Face à l’aggravation continue de la crise en Haïti, l’attention se tourne de nouveau vers l’Organisation des États américains (OEA), pressentie pour jouer un rôle central dans le rétablissement de l’ordre. Le secrétaire d’État américain, Marco Rubio, s’exprimant devant la Commission des Affaires étrangères du Sénat des États-Unis le 20 mai, a plaidé pour une intervention rapide et coordonnée à travers une nouvelle mission multinationale.
« La situation sécuritaire en Haïti risque de s’aggraver si aucune mesure n’est prise pour freiner l’action des groupes armés », a averti le chef de la diplomatie américaine, soulignant l’urgence d’une réponse forte de la part de la communauté régionale. Selon un rapport de l’agence EFE, Marco Rubio prévoit de demander officiellement à l’OEA de prendre la tête de cette force, qui serait composée de pays membres de l’organisation hémisphérique.
La mission aurait pour objectif de répondre aux multiples crises notamment sécuritaire et humanitaire qui plongent le pays dans un chaos grandissant.
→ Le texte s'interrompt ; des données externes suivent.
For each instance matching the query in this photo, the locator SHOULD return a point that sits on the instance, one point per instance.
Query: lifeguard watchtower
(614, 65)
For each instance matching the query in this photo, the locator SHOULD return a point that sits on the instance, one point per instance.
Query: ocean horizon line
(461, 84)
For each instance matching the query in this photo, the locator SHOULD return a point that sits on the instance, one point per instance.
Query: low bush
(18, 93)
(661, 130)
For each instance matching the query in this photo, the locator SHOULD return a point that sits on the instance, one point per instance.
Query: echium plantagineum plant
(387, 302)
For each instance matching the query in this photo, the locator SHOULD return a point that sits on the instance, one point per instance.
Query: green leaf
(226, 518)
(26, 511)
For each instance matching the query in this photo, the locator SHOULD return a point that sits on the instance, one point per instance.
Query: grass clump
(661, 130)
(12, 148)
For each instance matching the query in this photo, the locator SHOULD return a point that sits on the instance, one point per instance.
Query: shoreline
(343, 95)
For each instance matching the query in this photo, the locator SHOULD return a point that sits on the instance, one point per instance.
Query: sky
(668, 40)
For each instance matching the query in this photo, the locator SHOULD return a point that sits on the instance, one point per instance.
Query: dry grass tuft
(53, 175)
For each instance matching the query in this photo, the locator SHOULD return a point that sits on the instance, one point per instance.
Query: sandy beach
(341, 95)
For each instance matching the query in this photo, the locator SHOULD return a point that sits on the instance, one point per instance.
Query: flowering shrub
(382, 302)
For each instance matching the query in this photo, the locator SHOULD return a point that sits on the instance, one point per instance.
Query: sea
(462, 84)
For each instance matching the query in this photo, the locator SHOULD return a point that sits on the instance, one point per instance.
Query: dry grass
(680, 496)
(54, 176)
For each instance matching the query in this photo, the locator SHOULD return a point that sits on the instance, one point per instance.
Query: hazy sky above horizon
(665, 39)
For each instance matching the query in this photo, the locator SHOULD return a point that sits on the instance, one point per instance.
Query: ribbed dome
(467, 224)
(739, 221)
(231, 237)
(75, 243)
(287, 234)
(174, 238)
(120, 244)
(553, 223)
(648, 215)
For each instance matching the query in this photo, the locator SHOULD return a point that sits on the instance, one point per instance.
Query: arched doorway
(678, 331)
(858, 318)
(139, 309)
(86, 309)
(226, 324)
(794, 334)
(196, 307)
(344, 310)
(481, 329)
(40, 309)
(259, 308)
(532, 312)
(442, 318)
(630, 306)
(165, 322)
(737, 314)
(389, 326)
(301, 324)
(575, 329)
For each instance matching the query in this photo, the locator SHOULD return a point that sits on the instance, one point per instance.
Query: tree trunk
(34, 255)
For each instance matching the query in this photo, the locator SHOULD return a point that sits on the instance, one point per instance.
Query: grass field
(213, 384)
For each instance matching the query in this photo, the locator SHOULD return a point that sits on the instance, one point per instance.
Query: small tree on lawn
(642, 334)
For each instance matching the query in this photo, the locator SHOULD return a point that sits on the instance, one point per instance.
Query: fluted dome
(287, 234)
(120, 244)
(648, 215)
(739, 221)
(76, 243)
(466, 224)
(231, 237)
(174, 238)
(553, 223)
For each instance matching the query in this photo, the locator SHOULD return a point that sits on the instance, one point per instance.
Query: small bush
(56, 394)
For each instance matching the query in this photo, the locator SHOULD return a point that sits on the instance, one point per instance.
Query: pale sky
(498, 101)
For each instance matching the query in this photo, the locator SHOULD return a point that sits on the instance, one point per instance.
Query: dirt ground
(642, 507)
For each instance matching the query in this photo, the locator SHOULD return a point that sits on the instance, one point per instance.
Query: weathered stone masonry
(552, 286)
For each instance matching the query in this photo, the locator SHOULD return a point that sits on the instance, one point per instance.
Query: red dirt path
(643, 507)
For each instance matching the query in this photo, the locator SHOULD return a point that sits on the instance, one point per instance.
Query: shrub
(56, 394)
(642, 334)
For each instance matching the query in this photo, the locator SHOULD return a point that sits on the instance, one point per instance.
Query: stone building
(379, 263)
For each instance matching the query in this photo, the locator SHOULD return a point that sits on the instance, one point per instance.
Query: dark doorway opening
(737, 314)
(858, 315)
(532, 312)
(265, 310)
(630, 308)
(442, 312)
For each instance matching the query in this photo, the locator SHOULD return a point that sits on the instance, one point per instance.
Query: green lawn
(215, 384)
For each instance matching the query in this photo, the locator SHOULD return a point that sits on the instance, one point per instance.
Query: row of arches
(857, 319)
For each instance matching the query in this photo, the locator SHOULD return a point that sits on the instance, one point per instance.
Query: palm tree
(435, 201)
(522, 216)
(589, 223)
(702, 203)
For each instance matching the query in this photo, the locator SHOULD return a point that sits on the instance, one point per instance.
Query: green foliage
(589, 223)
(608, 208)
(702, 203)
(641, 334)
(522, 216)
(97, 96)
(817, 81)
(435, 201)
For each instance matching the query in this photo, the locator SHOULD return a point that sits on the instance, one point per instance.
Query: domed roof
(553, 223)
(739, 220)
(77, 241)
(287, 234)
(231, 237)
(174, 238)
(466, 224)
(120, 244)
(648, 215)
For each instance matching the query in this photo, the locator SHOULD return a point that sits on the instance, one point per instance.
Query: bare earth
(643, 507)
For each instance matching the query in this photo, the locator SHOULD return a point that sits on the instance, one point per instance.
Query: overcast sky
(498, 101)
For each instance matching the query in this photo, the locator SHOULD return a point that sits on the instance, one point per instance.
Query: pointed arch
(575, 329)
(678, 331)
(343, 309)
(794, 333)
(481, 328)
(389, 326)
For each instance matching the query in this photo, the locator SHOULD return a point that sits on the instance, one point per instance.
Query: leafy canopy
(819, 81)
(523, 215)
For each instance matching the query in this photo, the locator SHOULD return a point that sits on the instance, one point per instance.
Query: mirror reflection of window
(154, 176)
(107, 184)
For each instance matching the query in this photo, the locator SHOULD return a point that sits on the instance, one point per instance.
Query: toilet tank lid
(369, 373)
Rubio a mis en garde contre un effondrement imminent si des mesures concrètes ne sont pas prises dans les plus brefs délais.
Haïti fait face depuis plusieurs années à une recrudescence de la violence des gangs, paralysant les institutions et aggravant la détresse d’une population déjà éprouvée. Dans ce contexte, la pression s’intensifie sur la communauté internationale pour qu’elle propose une solution concertée et durable.
Alors que les discussions diplomatiques se multiplient, l’appel de Marco Rubio pourrait redéfinir le rôle de l’OEA en tant qu’acteur majeur dans la gestion de cette crise régionale, aux implications humanitaires et sécuritaires considérables.